Jusqu’à ce jour, l’Assemblée Générale de l’ONU s’était toujours opposée à légaliser l’avortement sur le plan international. Mais le diable est tenace. Quand il est viré par la porte, il essaye de se glisser par un soupirail. C’est bien sûr la bureaucratie ONUsienne qui est à la manœuvre.

Voici,pour ce faire, quelle était la machination des groupes favorables à l’avortement. Le passage obligatoire est ce qui est appelé « La Santé reproductive et sexuelle minimale » (Sexual and Reproductive Health Minimum) faisant partie des « droits humains ». Il convenait d’y ajouter le droit à un avortement sans danger ; comme cela avait été dit en France par Madame Veil pour faire sa loi. À l’ONU, l’avortement était donc inscrit dans le « paquet législatif » concernant l’humanitaire. Toute l’astuce était là. L’Assemblé Générale n’avait pas été dupe et avait rejeté la partie du texte afférente.

Mais ensuite un autre coup beaucoup  plus dur vint du Conseil Économique et social (filiale de l’Assemblée Générale de l’ONU) lequel l’été dernier,  recommanda la fameuse « santé reproductive » comme une référence en matière humanitaire. Il n’avait jamais inclus l’avortement sur ce créneau. Les groupes favorables à l’avortement avaient eu du mal à convaincre les acteurs et les donateurs humanitaire de faire inclure leur cause. C’est notamment le géant de l’avortement Parenthood qui était à la manœuvre.
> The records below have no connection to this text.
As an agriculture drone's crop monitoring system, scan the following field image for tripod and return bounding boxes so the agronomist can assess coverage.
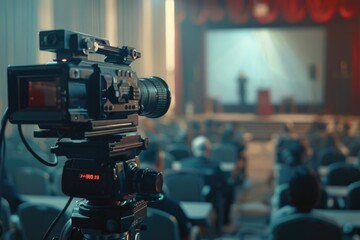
[46,135,163,240]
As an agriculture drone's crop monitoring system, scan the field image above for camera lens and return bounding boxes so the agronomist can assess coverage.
[139,77,171,118]
[132,168,163,194]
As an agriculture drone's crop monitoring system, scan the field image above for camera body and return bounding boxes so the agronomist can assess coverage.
[8,30,170,134]
[8,30,171,201]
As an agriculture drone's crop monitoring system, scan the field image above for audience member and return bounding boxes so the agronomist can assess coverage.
[276,140,306,185]
[181,136,234,225]
[271,165,321,221]
[313,133,345,168]
[221,124,246,184]
[139,142,191,239]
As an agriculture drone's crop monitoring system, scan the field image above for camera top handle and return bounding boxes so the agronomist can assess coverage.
[39,29,141,65]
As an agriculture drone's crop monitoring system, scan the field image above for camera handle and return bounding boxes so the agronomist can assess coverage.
[59,200,147,240]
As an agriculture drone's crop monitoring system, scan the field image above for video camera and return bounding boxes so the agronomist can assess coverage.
[8,30,171,237]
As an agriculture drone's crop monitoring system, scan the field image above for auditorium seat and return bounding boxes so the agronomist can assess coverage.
[326,162,360,186]
[164,170,210,202]
[346,181,360,210]
[271,213,342,240]
[165,143,192,161]
[141,207,180,240]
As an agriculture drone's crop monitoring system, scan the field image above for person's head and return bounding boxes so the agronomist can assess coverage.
[138,141,164,172]
[191,136,211,158]
[289,166,320,213]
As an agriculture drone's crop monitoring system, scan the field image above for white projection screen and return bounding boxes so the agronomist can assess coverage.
[205,27,326,105]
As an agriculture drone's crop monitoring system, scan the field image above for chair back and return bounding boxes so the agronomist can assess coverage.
[0,198,11,234]
[164,170,205,202]
[14,167,51,195]
[346,181,360,210]
[326,163,360,186]
[165,143,192,161]
[320,150,346,166]
[211,143,238,163]
[274,183,328,209]
[271,213,342,240]
[18,202,70,240]
[141,207,180,240]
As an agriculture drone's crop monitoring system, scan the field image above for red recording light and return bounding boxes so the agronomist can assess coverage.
[79,173,100,181]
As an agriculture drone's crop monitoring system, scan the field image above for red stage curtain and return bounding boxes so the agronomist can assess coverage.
[181,0,360,24]
[254,0,281,24]
[352,24,360,115]
[281,0,306,23]
[226,0,252,23]
[306,0,338,23]
[339,0,359,19]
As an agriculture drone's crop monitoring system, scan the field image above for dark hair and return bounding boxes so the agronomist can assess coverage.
[289,166,320,212]
[139,142,160,164]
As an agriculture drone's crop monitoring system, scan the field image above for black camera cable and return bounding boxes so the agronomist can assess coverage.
[0,108,9,238]
[43,197,73,240]
[18,124,58,167]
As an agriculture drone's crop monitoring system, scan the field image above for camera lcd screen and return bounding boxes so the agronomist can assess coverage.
[27,79,57,108]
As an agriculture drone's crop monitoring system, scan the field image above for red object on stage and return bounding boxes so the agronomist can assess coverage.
[257,90,274,115]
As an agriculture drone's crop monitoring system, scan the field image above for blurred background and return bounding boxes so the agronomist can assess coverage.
[0,0,360,239]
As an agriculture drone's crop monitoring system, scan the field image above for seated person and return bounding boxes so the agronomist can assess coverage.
[139,142,191,239]
[276,140,306,185]
[181,136,234,225]
[271,166,321,221]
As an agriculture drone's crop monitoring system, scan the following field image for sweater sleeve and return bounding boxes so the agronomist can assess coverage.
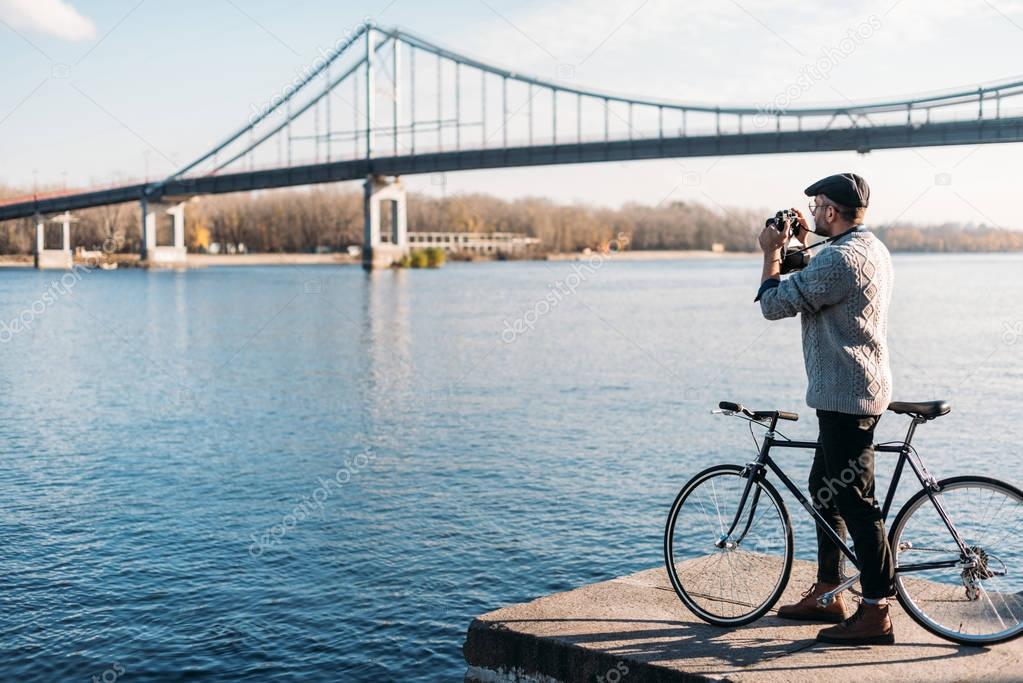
[760,247,853,320]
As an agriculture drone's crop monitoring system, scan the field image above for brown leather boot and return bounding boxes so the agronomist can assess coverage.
[817,602,895,645]
[777,581,848,624]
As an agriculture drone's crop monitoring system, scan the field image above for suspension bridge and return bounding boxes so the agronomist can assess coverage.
[6,24,1023,268]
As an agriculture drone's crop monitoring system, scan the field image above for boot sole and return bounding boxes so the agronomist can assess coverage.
[777,612,846,624]
[817,633,895,645]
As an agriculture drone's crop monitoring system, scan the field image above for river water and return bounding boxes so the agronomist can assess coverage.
[0,256,1023,681]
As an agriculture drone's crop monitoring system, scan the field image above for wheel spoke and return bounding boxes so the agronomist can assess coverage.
[665,466,792,626]
[892,477,1023,644]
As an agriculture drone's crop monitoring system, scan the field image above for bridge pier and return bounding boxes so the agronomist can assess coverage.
[140,199,188,266]
[35,212,74,270]
[362,176,408,270]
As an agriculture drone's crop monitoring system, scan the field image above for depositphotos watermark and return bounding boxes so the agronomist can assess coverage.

Leur offensive passait par  l’United Nation for Population Aid  (UNFPA ou fonds de l’ONU pour la population) qui est un acteur clé.

Celui-ci essaya donc de glisser furtivement une note sur laquelle était rappelée la nécessité de glisser l’avortement dans le texte concernant l’action humanitaire. Pourquoi cette manière de procéder « en douce » ? Tout simplement cette organisation sentait que l’affaire n’était pas mure compte-tenu du fait que l’Amérique venait de retirer ses subventions à l’UNFPA, précisément parce qu’elle pratiquait des avortements notamment dans les pays d’Afrique ; de même avait subi la même sanction, l’intergroupe situé entre l’UNFPA et les associations humanitaires.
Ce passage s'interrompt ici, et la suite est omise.